TIDMONEV
RNS Number : 3325A
OneView Group PLC
11 September 2018
OneView Group plc
(the "Company")
Proposed cancellation of admission to trading on AIM
and
Notice of General Meeting
The Company announces that, as a result of a review of the costs
and benefits of being a quoted company, the Board has concluded
that the cancellation of admission of its Ordinary Shares to
trading on AIM ("Cancellation") is in the best interests of the
Company and its Shareholders as a whole.
The Company therefore announces its intention to seek its
Shareholders' approval for the Cancellation. A circular will be
published and sent to all Shareholders later today setting out
further details of the Cancellation and the implications for
Shareholders ("Circular"). The Circular will also be uploaded to
the Company's website later today.
The Circular will also contain a notice convening a general
meeting which is to be held at the offices of Arnold & Porter
Kaye Scholer (UK) LLP at Tower 42, 25 Old Broad Street, London EC2N
1HQ at 10.00 a.m. UK time on Thursday 27 September 2018 at which
the approval of Shareholders of the Cancellation will be
sought.
In the event that Shareholders approve the Cancellation, it is
anticipated that trading in the Ordinary Shares on AIM will cease
at close of business on Wednesday 10 October 2018 and cancellation
of admission to trading on AIM of the Ordinary Shares will become
effective at 7:00 a.m. UK time on Thursday 11 October 2018.

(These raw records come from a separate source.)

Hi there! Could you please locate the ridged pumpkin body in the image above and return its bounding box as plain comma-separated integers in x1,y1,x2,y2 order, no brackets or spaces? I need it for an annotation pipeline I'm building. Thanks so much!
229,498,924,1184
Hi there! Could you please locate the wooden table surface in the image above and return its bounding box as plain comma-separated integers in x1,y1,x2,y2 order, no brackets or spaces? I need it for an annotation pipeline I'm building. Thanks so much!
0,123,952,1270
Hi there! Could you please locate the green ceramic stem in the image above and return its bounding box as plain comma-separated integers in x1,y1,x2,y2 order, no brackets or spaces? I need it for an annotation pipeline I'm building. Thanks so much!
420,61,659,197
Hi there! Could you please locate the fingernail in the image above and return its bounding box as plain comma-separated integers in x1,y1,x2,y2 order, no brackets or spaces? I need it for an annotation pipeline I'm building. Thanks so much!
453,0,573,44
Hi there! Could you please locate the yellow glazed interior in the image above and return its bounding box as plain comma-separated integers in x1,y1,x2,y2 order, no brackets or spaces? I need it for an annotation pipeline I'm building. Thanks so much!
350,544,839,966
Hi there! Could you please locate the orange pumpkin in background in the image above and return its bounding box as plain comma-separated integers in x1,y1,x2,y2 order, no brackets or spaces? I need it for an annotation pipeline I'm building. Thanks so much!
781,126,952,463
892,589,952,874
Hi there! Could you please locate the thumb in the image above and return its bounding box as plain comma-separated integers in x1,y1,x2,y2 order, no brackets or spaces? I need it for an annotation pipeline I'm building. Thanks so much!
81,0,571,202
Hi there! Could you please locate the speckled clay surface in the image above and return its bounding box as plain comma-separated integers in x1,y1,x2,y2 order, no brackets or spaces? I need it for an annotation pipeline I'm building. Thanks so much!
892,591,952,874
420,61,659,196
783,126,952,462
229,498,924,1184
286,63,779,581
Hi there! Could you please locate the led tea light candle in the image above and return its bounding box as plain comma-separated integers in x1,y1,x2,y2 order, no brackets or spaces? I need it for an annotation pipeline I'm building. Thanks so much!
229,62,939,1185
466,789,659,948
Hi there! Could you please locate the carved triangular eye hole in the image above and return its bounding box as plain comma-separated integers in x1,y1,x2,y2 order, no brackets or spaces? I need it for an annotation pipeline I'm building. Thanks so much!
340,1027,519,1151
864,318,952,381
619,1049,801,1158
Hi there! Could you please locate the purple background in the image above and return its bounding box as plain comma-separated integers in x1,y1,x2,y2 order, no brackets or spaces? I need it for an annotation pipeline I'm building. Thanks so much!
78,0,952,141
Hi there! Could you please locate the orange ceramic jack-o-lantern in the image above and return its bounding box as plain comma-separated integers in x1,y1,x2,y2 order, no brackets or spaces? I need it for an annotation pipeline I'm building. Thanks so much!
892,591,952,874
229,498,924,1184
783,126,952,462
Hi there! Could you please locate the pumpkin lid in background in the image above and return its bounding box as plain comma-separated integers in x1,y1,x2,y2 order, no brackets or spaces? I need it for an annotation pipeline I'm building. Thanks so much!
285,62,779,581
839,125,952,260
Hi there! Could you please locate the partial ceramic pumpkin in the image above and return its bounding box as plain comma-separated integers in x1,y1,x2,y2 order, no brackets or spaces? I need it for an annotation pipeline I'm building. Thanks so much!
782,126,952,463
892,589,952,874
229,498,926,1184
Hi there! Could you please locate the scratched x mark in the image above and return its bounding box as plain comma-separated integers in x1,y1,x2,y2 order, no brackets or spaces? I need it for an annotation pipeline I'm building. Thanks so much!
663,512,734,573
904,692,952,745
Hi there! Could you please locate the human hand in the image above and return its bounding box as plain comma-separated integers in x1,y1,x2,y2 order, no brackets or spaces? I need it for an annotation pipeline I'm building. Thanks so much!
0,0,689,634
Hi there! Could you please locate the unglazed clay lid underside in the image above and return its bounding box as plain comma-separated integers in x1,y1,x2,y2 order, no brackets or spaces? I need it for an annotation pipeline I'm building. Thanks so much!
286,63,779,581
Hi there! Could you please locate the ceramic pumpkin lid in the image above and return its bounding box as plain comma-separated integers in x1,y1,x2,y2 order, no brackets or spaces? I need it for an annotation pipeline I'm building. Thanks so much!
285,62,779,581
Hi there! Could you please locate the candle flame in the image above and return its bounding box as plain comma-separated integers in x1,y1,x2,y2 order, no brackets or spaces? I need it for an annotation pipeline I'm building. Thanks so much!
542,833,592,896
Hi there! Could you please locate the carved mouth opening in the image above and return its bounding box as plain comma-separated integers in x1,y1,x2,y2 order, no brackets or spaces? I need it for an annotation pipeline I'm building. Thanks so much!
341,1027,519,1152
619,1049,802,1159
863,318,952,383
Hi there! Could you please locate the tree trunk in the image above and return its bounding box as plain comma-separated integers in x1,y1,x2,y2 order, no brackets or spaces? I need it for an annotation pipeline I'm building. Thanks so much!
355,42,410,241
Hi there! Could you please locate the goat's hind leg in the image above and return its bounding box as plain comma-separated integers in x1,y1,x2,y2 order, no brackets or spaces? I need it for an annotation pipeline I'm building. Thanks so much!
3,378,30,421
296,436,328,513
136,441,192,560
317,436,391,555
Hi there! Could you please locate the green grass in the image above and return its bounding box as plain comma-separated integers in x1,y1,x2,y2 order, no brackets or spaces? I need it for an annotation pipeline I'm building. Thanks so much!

Pursuant to Rule 41 of the AIM Rules, the Company, through its
nominated adviser, finnCap Limited, has notified the London Stock
Exchange of the proposed Cancellation.
Attached below are extracts from the Chairman's letter contained
in the Circular.
For further information, please visit www.oneviewcommerce.com or
contact:
Enquiries
The Company Tel: 01634 673172
Stuart Mitchell, Deputy Chairman
Linda Palanza, CEO
Mark Wilson, Finance Director
finnCap Limited Tel: 020 7220 0500
Geoff Nash
Kate Bannatyne
This announcement contains inside information for the purposes
of Article 7 of Regulation (EU) No. 596/2014 ("MAR").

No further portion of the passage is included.